UAE rolls over $2 billion Pakistan debt

IMF expresses willingness to engage with next govt

The IHC was informed that up to 1,298 FBR cases were pending with the court. PHOTO: FILE

ISLAMABAD:

The United Arab Emirates (UAE) has rolled over $2 billion debt for one year amid central bank’s call to arrange more loans to stabilise foreign exchange reserves that depleted by one-fourth in just two weeks.

In addition to securing the rollover, the Pakistani authorities on Monday managed a statement from the International Monetary Fund (IMF) to calm the jittery markets that could further undermine the value of the rupee against the US dollar.

The UAE has rolled over $2 billion debt for one more year, Finance Secretary Hamid Yaqoob Sheikh told The Express Tribune on Monday. The facility had matured last month and Pakistan had sought a three-year extension.

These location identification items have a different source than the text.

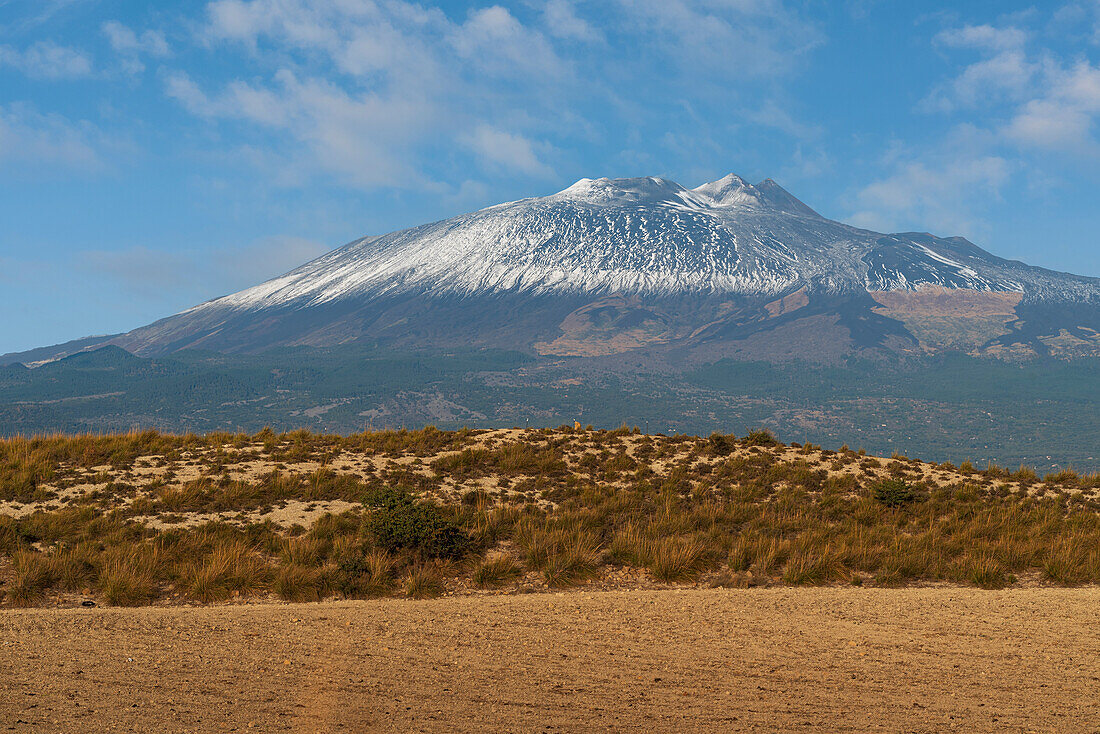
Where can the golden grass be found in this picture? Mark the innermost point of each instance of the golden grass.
(716, 511)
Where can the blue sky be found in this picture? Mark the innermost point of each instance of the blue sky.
(155, 155)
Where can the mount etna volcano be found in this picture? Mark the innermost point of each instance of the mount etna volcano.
(725, 307)
(647, 266)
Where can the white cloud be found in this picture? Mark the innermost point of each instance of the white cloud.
(724, 39)
(149, 272)
(1064, 116)
(33, 143)
(942, 193)
(1042, 101)
(507, 150)
(982, 36)
(561, 20)
(45, 59)
(376, 94)
(125, 41)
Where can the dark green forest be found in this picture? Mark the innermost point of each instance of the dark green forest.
(1042, 413)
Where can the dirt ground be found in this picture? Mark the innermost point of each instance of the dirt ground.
(769, 659)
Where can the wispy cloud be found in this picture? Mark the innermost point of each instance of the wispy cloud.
(32, 143)
(145, 271)
(46, 59)
(945, 190)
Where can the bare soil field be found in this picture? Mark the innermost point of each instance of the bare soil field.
(821, 659)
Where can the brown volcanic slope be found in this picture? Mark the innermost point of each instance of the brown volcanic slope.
(776, 659)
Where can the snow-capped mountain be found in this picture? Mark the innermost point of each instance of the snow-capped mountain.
(611, 266)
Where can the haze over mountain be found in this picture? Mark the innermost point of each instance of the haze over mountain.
(646, 265)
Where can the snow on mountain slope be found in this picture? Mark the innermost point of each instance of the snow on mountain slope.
(613, 265)
(649, 237)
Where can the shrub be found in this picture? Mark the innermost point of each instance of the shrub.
(563, 556)
(810, 569)
(300, 583)
(125, 583)
(760, 437)
(893, 492)
(678, 559)
(364, 576)
(985, 571)
(398, 522)
(32, 578)
(496, 570)
(633, 547)
(721, 445)
(230, 567)
(424, 582)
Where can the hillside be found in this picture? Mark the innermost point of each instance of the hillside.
(1043, 413)
(646, 269)
(149, 518)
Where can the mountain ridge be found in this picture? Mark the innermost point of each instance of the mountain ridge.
(617, 265)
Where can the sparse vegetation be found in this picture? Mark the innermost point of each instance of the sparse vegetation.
(141, 517)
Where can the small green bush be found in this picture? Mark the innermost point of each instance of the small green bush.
(398, 522)
(893, 492)
(760, 437)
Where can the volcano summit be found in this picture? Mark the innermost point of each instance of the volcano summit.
(646, 265)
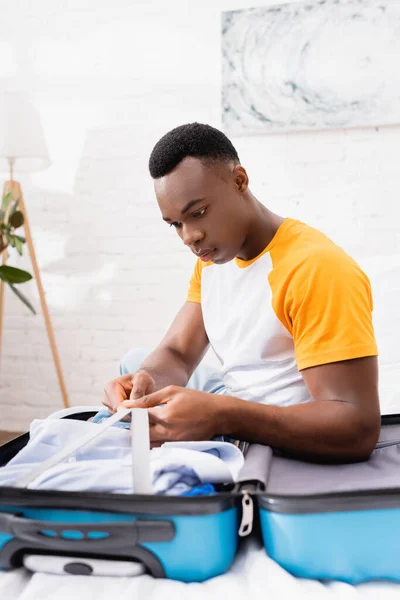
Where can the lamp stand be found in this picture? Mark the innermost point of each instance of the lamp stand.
(15, 187)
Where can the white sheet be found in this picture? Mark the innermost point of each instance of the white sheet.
(253, 576)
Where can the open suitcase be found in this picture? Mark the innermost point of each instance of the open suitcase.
(338, 522)
(335, 522)
(183, 538)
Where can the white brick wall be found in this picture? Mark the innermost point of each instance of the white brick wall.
(110, 79)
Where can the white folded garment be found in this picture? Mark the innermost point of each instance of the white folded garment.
(105, 463)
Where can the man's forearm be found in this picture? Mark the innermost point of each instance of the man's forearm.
(323, 430)
(166, 367)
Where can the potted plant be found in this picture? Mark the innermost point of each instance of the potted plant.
(11, 219)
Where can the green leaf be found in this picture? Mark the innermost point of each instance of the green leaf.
(18, 245)
(23, 298)
(13, 275)
(14, 207)
(6, 201)
(16, 219)
(10, 239)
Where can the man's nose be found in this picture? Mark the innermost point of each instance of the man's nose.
(191, 235)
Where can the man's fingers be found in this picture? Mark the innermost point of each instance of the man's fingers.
(116, 391)
(140, 386)
(154, 399)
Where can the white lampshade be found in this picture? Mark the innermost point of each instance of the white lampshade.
(21, 134)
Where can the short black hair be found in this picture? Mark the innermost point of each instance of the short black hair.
(193, 139)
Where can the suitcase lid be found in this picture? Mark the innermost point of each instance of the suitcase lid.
(295, 486)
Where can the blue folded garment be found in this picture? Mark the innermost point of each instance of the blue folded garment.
(201, 490)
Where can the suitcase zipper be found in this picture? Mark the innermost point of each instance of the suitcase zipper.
(246, 524)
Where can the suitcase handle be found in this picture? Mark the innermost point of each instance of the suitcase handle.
(87, 537)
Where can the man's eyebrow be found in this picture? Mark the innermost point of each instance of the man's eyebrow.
(186, 207)
(190, 204)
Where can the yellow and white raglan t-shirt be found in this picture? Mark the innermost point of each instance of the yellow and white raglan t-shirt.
(302, 302)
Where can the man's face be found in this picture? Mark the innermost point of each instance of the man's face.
(207, 206)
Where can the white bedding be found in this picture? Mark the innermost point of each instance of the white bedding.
(253, 576)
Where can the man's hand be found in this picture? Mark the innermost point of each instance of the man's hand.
(177, 414)
(127, 387)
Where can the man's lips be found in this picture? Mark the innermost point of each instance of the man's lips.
(206, 254)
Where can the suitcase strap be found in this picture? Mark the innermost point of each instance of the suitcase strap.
(140, 440)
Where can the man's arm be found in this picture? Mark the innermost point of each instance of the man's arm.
(341, 423)
(181, 350)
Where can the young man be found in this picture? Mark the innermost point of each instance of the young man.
(287, 312)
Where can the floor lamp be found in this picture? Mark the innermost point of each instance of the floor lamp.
(23, 147)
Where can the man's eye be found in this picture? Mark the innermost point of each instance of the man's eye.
(199, 213)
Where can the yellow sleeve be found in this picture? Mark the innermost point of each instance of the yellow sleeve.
(194, 293)
(328, 309)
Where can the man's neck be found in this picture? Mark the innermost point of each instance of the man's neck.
(263, 225)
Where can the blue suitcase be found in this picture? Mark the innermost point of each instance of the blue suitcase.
(189, 539)
(334, 522)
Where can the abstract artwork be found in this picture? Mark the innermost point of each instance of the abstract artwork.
(311, 65)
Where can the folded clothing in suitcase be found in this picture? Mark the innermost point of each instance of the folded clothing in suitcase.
(183, 538)
(338, 522)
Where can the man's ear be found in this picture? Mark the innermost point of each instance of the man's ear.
(241, 178)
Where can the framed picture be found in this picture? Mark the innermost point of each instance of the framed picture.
(311, 65)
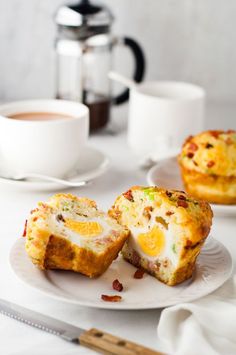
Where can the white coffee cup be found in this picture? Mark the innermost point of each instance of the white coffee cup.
(161, 115)
(44, 146)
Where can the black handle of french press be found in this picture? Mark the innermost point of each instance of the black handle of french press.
(139, 69)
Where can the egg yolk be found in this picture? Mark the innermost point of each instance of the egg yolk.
(153, 242)
(87, 229)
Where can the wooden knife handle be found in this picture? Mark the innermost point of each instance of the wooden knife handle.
(108, 344)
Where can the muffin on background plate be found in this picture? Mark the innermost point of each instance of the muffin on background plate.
(208, 166)
(167, 230)
(70, 233)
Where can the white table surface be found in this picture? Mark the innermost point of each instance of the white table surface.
(139, 326)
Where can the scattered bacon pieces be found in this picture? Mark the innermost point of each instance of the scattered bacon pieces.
(169, 213)
(25, 228)
(210, 164)
(107, 298)
(193, 146)
(139, 274)
(117, 285)
(128, 195)
(182, 203)
(190, 155)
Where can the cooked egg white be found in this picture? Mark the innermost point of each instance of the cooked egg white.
(80, 230)
(154, 241)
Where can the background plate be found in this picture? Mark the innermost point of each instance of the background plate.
(166, 174)
(214, 266)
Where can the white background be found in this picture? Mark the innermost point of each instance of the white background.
(184, 40)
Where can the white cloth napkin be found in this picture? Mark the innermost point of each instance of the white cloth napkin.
(206, 326)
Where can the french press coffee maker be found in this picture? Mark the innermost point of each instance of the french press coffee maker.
(84, 48)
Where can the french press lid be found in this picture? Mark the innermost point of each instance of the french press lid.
(83, 19)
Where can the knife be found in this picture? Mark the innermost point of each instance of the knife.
(95, 339)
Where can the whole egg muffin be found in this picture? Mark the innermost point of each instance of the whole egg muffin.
(167, 230)
(70, 233)
(208, 166)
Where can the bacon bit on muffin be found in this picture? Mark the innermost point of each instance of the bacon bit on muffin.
(146, 211)
(229, 141)
(190, 155)
(60, 218)
(117, 285)
(35, 210)
(188, 139)
(209, 145)
(182, 203)
(128, 195)
(193, 146)
(216, 134)
(139, 274)
(182, 197)
(210, 164)
(107, 298)
(169, 213)
(25, 228)
(168, 193)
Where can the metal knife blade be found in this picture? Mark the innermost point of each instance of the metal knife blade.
(40, 321)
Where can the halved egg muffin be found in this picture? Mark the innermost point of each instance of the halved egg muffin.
(70, 233)
(167, 230)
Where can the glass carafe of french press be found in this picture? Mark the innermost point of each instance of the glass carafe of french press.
(84, 49)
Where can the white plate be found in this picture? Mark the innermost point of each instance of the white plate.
(91, 164)
(166, 173)
(214, 266)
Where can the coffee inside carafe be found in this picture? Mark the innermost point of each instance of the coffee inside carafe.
(99, 109)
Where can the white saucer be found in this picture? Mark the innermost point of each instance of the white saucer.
(213, 268)
(91, 164)
(166, 174)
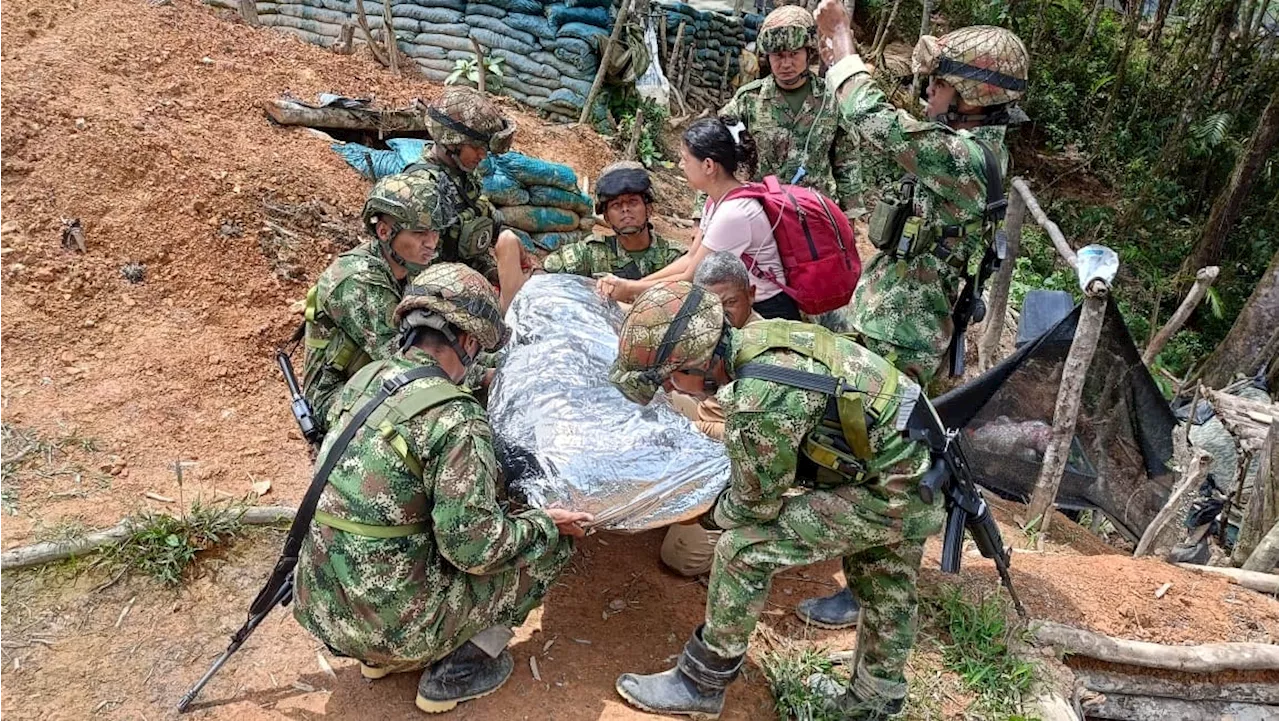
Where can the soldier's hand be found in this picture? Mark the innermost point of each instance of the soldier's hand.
(568, 523)
(835, 33)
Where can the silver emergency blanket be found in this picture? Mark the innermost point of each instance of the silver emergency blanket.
(568, 438)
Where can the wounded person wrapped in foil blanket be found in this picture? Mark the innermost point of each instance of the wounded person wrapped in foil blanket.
(567, 437)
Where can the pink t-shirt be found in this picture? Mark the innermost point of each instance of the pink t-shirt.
(740, 227)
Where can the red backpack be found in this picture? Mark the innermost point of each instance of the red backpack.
(816, 243)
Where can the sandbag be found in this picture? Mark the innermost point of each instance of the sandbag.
(566, 436)
(538, 219)
(553, 241)
(533, 170)
(561, 197)
(535, 26)
(562, 14)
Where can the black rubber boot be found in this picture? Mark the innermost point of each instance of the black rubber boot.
(694, 688)
(462, 675)
(835, 611)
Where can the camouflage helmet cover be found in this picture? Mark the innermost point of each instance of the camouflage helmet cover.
(464, 115)
(986, 64)
(457, 295)
(622, 178)
(671, 327)
(411, 202)
(787, 28)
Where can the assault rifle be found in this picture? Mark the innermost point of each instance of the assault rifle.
(951, 475)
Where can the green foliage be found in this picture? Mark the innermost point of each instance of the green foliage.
(470, 69)
(163, 547)
(978, 649)
(796, 678)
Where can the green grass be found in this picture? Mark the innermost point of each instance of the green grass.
(163, 547)
(977, 649)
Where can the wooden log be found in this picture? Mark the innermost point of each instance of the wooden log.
(606, 53)
(50, 551)
(1252, 580)
(1074, 372)
(1264, 509)
(1205, 658)
(481, 71)
(248, 13)
(1110, 683)
(1055, 233)
(1194, 469)
(997, 300)
(1205, 278)
(1153, 708)
(292, 113)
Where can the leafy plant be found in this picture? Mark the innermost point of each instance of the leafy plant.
(978, 649)
(469, 68)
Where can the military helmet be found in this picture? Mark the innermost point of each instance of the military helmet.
(451, 297)
(786, 28)
(408, 202)
(986, 64)
(622, 178)
(671, 327)
(464, 115)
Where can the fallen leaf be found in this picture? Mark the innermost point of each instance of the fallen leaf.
(325, 666)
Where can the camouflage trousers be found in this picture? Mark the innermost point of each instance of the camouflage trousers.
(881, 558)
(471, 605)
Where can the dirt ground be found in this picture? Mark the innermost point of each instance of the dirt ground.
(144, 122)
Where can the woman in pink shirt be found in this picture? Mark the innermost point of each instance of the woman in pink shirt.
(713, 154)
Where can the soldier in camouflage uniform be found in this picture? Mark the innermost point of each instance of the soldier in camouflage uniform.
(792, 118)
(348, 311)
(410, 561)
(859, 498)
(624, 199)
(465, 128)
(904, 302)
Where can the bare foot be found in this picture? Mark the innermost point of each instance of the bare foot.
(835, 32)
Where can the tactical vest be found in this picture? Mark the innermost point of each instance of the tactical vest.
(841, 443)
(895, 229)
(396, 410)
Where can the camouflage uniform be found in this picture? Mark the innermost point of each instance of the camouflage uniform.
(607, 255)
(876, 521)
(348, 311)
(903, 307)
(410, 555)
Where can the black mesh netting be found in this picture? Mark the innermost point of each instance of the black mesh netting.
(1123, 437)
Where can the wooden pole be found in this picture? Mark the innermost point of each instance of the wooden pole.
(1262, 515)
(997, 301)
(624, 10)
(1074, 373)
(480, 67)
(1205, 278)
(1055, 233)
(1206, 658)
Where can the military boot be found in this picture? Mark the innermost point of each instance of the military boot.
(694, 688)
(465, 674)
(836, 611)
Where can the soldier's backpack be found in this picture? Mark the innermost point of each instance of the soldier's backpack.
(816, 243)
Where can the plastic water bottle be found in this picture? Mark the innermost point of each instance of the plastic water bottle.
(1096, 263)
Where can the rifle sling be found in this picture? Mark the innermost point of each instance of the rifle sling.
(307, 509)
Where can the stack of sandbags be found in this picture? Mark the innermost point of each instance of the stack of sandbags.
(551, 53)
(717, 39)
(539, 200)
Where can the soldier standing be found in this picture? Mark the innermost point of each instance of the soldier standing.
(903, 306)
(859, 473)
(410, 561)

The outgoing prime minister, Imran Khan, had requested the $6 billion facility in November 2018 but the UAE approved $2 billion for a period of three years that became effective in early 2019. It was the second major facility that a foreign country rescheduled in past 10 days.
Yet the foreign exchange reserves remained on a sliding path despite a major relief from China and the UAE.

Also read: IMF tax proposals to make salaried class worse off

The Finance Ministry spokesman said that the UAE had not yet taken a decision on the rollover of another $450 million debt that matured few weeks ago. Pakistan had not paid back the $450 million debt, although Dubai had demanded its money back.

The foreign exchange reserves that were close to $15 billion till March 18th have already slid to around $11 billion, sources said. The $4 billion or over one-fourth reduction in the reserves within no time has panicked the central bank that is now seeking urgent foreign loans, the sources added.

They said the State Bank of Pakistan (SBP) and the Finance Ministry were discussing options to seek more foreign loans but had very little option in these circumstances.

The government had approached a consortium of foreign commercial banks for a $1 billion loan but the banks were demanding high interest rate, according to the sources. However, in the absence of political leadership, bureaucracy was reluctant to get the loan at higher rate, they added.

Pakistan and the IMF talks were derailed last month – for the third time in as many years -- after the outgoing Pakistan Tehreek-e-Insaf (PTI) government followed the path of fiscal indiscipline and violated its commitments given to the IMF.

The IMF has not yet permanently closed the doors for Pakistan and was willing to engage with the next government. “The Fund looks to continue its support to Pakistan and, once a new government is formed,” Esther Perez Ruiz, the resident representative of the IMF said

“We will engage on policies to promote macroeconomic stability, and enquire about intentions vis-a-vis programme engagement”, Ruiz added. To a question, Ruiz added that the IMF was willing to engage with any government, caretaker or the one formed after the general elections.

However, in July 2018, the Law Division had barred the then caretaker government from entering into a deal with the IMF on the grounds that the interim setup could not bind the country into a longer term contract.

Also read: IMF’s concern

The IMF has not yet disbursed $3 billion out of the $6 billion and the revised scheduled for completion of the 7th review of the programme lapsed last month. The IMF resident representative said that there was no concept of suspension within IMF programmes.

The UAE decision to rollover its loans provided a breathing space to Pakistan, as the economic managers see some additional impact on the external sector due to political instability. The stock market shed over 1,250 points on Monday, as the country grapples with constitutional crisis.

Although China last month agreed to rollover $4.2 billion loan, the procedural formalities for the $2.2 billion commercial loan still remain incomplete.

The finance secretary said that Pakistan was expecting to receive the $2.2 billion from China this month, once all the procedural formalities were done, which would provide a cushion to the foreign exchange reserves.

In case of a delay coupled with higher current account deficit, it could be difficult to manage the situation, the sources said.

The Chinese assistance has helped the central bank to maintain the gross foreign exchange reserves in double digits but any further delay in receiving the promised money could create problems to manage expectations, the sources added.

Former planning minister Asad Umar said on Monday that the current external sector situation was difficult to manage for any government.